- (1) Department of Occupational and Environmental Medicine, Bispebjerg University Hospital
- (2) Danish Veteran Centre, Copenhagen
- (3) Psychiatric Centre Bispebjerg, Bispebjerg University Hospital
- (4) Department of Occupational and Environmental Medicine, Bispebjerg University Hospital, and Department of Public Health, University of Copenhagen
- (5) University of Copenhagen, grid.5254.6, KU
- (6) Department of Public Health, University of Copenhagen, National Research Centre for the Working Environment, and Department of Psychology, University of Copenhagen, Denmark
BACKGROUND: Numerous studies describe the occurrence of post-traumatic stress disorder following disasters, but less is known about the risk of major depression.

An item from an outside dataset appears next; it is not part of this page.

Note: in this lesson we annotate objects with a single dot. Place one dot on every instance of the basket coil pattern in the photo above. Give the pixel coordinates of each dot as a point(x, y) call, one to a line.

AIMS: To review the risk of depressive disorder in people surviving disasters and in soldiers returning from military deployment. METHOD: A systematic literature search combined with reference screening identified 23 controlled epidemiological studies. We used random effects models to compute pooled odds ratios (ORs). RESULTS: The average OR was significantly elevated following all types of exposures: natural disaster OR = 2.28 (95% CI 1.30-3.98), technological disaster OR = 1.44 (95% CI 1.21-1.70), terrorist acts OR = 1.80 (95% CI 1.38-2.34) and military combat OR = 1.60 (95% CI 1.09-2.35). In a subset of ten high-quality studies OR was 1.41 (95% CI 1.06-1.87). CONCLUSIONS: Disasters and combat experience substantially increase the risk of depression. Whether psychological trauma per se or bereavement is on the causal path is unresolved.